# FAQs

### About the project

<details>

<summary>What is Dataverse?</summary>

Dataverse is a freely-accessible open-source project that supports your **ETL pipeline with Python**. We offer a simple, standardized and user-friendly solution for data processing and management, catering to the needs of data scientists, analysts, and developers in LLM era. Even though you don't know much about Spark, you can use it easily via *dataverse*.

</details>

<details>

<summary>Who would use Dataverse?</summary>

Dataverse is ideal for anyone who works with data, including:

**Data Scientists:**

* Dataverse can help data scientists quickly and easily prepare data for analysis, including tasks such as cleaning, transforming, and loading data.
* Dataverse provides a unified interface for data processing tasks, making it easy to use for users of all skill levels.
* Dataverse leverages the power of Spark to deliver high-performance data processing capabilities.

**Developers:**

* Dataverse can help developers build data-driven applications.
* Dataverse can be used to build scalable and reliable data pipelines.

</details>

<details>

<summary>Why should I use Dataverse?</summary>

* **Enhanced productivity**: Dataverse streamline your workflow by integrating multiple preprocessing libraries into one, eliminating the hassle of settings and searching for the right tools.
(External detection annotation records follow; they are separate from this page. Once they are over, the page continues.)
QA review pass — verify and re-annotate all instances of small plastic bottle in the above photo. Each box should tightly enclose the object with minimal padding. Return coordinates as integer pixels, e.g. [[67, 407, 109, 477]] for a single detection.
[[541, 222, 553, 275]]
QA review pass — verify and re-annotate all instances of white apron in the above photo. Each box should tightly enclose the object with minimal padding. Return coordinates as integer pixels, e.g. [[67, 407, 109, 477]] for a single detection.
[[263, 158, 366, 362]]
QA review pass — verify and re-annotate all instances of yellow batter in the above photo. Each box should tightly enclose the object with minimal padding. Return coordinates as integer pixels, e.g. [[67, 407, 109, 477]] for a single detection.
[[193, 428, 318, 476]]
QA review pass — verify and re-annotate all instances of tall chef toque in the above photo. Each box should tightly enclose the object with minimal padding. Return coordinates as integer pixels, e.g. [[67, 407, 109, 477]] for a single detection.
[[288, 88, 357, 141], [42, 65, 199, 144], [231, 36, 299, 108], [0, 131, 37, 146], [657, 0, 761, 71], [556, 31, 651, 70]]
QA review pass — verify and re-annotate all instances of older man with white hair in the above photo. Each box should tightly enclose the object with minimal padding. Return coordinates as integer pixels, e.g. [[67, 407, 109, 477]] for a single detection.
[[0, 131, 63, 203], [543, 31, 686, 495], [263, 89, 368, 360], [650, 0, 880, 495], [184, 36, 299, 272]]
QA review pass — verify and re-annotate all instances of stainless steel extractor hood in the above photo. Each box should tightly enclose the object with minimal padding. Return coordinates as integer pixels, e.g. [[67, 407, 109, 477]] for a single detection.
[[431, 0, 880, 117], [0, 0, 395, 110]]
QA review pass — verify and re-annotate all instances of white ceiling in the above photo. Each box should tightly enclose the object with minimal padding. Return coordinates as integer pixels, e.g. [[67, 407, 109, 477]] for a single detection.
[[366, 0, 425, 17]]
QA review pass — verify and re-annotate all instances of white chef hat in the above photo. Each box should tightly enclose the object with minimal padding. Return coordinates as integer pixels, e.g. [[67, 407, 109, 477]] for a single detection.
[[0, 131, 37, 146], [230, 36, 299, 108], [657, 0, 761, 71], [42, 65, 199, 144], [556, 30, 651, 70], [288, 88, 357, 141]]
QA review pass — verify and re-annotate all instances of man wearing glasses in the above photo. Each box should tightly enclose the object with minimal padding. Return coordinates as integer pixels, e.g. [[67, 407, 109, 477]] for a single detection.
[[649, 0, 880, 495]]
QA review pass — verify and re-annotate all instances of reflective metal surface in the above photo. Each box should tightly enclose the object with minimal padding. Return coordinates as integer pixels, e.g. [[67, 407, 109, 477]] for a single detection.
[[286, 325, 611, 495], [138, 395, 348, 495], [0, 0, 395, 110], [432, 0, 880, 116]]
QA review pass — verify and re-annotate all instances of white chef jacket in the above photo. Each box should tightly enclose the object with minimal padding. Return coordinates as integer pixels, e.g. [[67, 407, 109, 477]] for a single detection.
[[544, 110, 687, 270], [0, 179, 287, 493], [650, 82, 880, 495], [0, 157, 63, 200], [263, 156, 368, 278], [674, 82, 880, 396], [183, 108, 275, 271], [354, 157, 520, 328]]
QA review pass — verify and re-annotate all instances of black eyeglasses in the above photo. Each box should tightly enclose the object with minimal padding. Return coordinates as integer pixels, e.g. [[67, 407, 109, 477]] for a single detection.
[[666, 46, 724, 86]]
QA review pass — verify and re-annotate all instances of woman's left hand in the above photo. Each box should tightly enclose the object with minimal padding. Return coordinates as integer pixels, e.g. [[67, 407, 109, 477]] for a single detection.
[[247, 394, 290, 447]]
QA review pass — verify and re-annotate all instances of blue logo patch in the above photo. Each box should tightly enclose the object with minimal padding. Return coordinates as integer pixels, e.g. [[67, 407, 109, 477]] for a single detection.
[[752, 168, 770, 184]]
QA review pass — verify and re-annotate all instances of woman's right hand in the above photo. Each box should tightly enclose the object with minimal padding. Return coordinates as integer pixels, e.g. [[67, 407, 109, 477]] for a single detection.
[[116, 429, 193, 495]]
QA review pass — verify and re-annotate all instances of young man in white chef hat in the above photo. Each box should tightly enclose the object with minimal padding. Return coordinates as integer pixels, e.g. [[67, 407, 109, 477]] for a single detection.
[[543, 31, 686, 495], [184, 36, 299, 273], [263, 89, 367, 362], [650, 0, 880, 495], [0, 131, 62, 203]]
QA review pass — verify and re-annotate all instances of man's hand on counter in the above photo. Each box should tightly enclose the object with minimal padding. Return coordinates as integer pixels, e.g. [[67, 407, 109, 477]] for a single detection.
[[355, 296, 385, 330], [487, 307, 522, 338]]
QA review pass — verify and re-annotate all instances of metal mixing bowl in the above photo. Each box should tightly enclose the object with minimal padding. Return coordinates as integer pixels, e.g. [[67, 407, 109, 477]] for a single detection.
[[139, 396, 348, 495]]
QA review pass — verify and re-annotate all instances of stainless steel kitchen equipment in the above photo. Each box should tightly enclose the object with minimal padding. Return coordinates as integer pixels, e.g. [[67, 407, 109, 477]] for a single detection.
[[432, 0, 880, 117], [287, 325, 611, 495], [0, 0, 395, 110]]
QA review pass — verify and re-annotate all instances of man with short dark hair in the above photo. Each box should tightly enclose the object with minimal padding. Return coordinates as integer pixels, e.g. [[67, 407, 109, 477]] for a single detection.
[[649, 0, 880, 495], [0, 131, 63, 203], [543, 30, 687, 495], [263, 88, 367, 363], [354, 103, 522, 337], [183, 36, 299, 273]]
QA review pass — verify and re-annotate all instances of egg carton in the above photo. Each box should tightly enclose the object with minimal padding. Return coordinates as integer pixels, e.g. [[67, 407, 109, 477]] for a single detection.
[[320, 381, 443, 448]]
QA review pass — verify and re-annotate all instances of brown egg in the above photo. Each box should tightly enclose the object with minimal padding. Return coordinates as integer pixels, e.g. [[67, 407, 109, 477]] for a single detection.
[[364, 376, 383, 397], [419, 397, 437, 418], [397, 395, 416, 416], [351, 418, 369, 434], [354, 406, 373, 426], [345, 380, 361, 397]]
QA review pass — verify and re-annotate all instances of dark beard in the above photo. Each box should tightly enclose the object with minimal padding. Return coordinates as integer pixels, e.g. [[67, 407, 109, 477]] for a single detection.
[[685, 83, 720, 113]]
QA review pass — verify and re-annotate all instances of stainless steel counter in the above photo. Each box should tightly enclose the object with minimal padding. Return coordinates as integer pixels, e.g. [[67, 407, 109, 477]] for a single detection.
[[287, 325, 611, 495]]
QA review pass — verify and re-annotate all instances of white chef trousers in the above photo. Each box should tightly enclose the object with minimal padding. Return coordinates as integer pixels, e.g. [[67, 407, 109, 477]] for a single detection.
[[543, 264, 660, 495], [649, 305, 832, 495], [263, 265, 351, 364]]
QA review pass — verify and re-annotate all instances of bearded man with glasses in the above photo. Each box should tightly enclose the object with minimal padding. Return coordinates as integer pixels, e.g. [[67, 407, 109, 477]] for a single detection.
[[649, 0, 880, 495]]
Furthermore, you can easily take advantages of Spark’s efficiency even if you’re not an Spark expert.
* **Improved data quality**: Elevate your data quality with a variety of preprocessing functions. Dataverse helps you to make high-quality data for analysis, manage, and train LLM, etc.
* **Facilitated collaboration**: Offer uniform preprocessing codes to ensure consistent results whether who runs the code. Dataverse also enable collaboration among users with varying levels of Spark proficiency.

</details>

<details>

<summary>When can Dataverse be used?</summary>

Using Dataverse is always encouraged! We'd love to hear how you're applying it, so please share your use cases with us on [Discord](https://discord.com/invite/DG5GGJ3qJx).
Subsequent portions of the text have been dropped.